Miguel Mota |
Eu cada vez fico mais
perplexo em relação às ideias políticas dos portugueses e, particularmente, dos
mais ilustres politólogos. Não sou especialista de ciência política e, perante a
discordância com as ideias generalizadas, tudo indicaria que quem está errado
sou eu.
Acontece que, apenas com o que é cultura geral e o que vi e sei dos
sistemas políticos em alguns países, não posso deixar de concluir que os outros
têm conceitos diferentes dos meus, principalmente do que é democracia e do que
significam, em política, as designações de “esquerda” e “direita”.
A democracia é o
sistema em que o poder reside nos cidadãos e não numa ou num reduzido número de
pessoas, que é a característica das ditaduras. Se sou um dos detentores do
poder, tenho o direito de o delegar em quem o deseje ou de me candidatar a
exercê-lo, se quiser e sem ter, para isso, de criar um partido.
De um artigo anterior,
transcrevo:
“Como é sabido,
esses termos “esquerda” e “direita” nasceram na Assembleia Nacional, em Paris,
em 1789, no tempo da Revolução Francesa.

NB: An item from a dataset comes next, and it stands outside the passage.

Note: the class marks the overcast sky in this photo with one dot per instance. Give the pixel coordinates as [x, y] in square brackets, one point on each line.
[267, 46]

Em termos modernos, podemos dizer que são acções de esquerda as
nacionalizações, a redução do leque salarial (na extrema esquerda os salários
seriam todos iguais), saúde, educação e protecção na velhice como encargos do
estado, predomínio do trabalho sobre o capital (na extrema esquerda não pode
haver capital privado), impostos altamente progressivos, em que quem tem mais
paga proporcionalmente mais e quem tem muito mais paga proporcionalmente muito
mais, etc. etc. etc. Por oposição, são
de direita as privatizações, um grande leque salarial (desde salários de
miséria a salários muito altos), saúde, educação e protecção na velhice como
negócios privados, predomínio do capital sobre o trabalho, impostos pouco
progressivos ou, até, todos a pagarem a mesma percentagem, etc. etc. etc.”
Logo após o 25 de Abril, os
partidos tinham os seus nomes razoavelmente de acordo com a sua prática. Mas
isso mudou cedo. Quando Mário Soares, na sua viragem, deixou de aparecer na
rua, de punho erguido, a gritar “Partido Socialista, um partido marxista!” e
confessou que tinha metido o socialismo na gaveta, já o partido tinha deixado
de ser socialista e de esquerda. Com Guterres quase toda a governação foi de
direita e com Sócrates o PS entrou na extrema direita, extinguindo Centros de
Saúde, Maternidades e vários outros serviços públicos, para obrigar a pagar a
privados. Além disso fez contratos extremamente ruinosos para o estado e em
favor de bancos e outros grandes interesses, fazendo subir a dívida pública,
que se mantinha abaixo dos 60% do PIB, para 94% do PIB, assim colocando nos
actuais e futuros cidadãos uma enorme carga. E Passos Coelho, eleito pelos que
acreditaram que ele iria começar a corrigir tais desmandos, fez mais do mesmo.
Apesar de colocar nos cidadãos, especialmente a classe média, uma austeridade
brutal, levou a dívida pública a 130% do PIB. E esse dinheiro não foi para os
bolsos de funcionários e pensionistas, nem para melhorar os serviços públicos,
alvos de cortes brutais.
Mas os portugueses, que só podem
votar em “novos” governantes entre os que a meia dúzia de ditadores lhes dá
licença de escolher e pela ordem que eles determinaram, consideram o sistema
“democracia”. E chamam ao PS “de esquerda”.